Josie (Pat Shortt) lavora in una stazione di servizio, combatte quotidianamente con lo scherno di alcuni concittadini che scherzano sul suo disagio mentale impegnandosi con entusiasmo nel suo lavoro, lavoro al quale si aggrappa per costruirsi una quotidianità ed una routine che se per gli altri possono rappresentare solo noia e voglia di fuga, per lui sono l’unico modo per rimanere saldamente ancorato alla realtà che lo circonda.
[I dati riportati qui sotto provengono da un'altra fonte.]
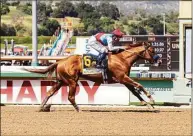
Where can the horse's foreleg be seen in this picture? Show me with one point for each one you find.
(50, 93)
(133, 90)
(71, 95)
(127, 80)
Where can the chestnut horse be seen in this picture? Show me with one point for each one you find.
(69, 70)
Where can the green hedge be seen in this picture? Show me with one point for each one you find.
(26, 39)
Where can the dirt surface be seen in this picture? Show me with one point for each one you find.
(25, 120)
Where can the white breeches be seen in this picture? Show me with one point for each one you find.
(96, 47)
Un bel giorno nella solitudine di Josie fa capolino un giovane e introverso adolescente che lo aiuterà con la pompa di benzina durante i lunghi week-end e l’orario extra, tra i due nascerà un’amicizia ed una complicità che aiuterà entrambi a combattere disagi diversi ma dalla comune radice.
Purtroppo Josie non possiede gli anticorpi necessari a combattere pregiudizio e maldicenza, pane quotidiano per molti dei suoi concittadini, e si ritrova esposto al male che pervade inesorabilmente l’essere umano, l’amicizia con il ragazzo non verrà ben vista dall’iperprotettiva madre di quest’ultimo che innescherà con una denuncia un malevolo meccanismo che sgretolerà il mondo ovattato e sicuro costruito con tanta fatica da Josie.
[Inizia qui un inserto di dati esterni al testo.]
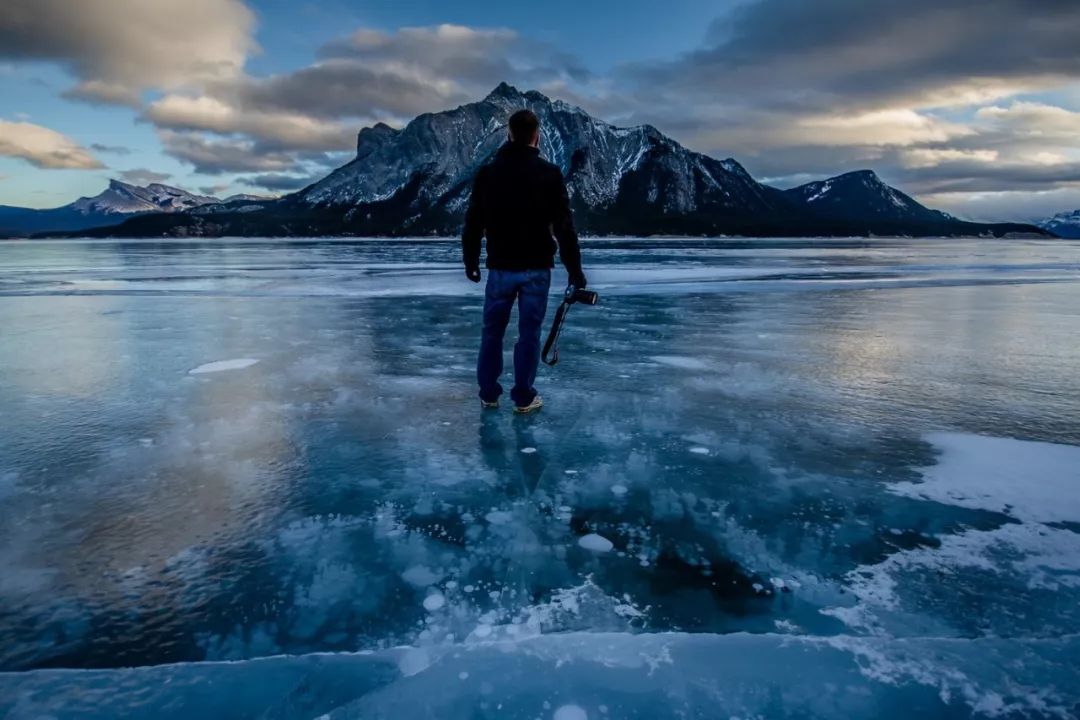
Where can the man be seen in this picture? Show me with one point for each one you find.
(518, 202)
Il cinema del regista irlandese Leonard Abrahamson è bisbigliato e fa timidamente capolino tra i blockbuster da popcorn che invadono ogni fine settimana i nostri cinema, e cerca di raccontarci che tra l’estremismo autoriale dei puristi da festival e l’ostracismo dei fanatici dell’ultima ipertrofica meraviglia tecnologica c’è qualcos’altro.
Garage al contrario dell’estremismo realista del cugino tedesco Settimo Cielo, usa un’impronta visiva più calda, aiutata dagli incantevoli e taciturni paesaggi irlandesi e blandisce lo spettatore con un modo di vivere diverso propinato a piccole dosi, accompagnadolo in un mondo straniante, silenzioso e realistico, fatto di voglia di fuga, frustrazione e bigottismo che si scontrano con l’ottimismo e l’ingenuità di un adulto/bambino senza il necessario istinto di conservazione.
Garage è un modo di fare cinema alternativo, ma non troppo, un modo di narrare certamente non adatto alla cosiddetta fruibilità di massa, ma non per questo snob o volutante ostico, anzi è proprio il suo linguaggio semplice, il suo realismo e l’eplorazione di temi universali, che ne rivelano un lato aperto e alla ricerca dello spettatore sensibile e non del cinefilo tout court, in barba a chi vuole etichettare il cinema a tutti i costi, me compreso naturalmente.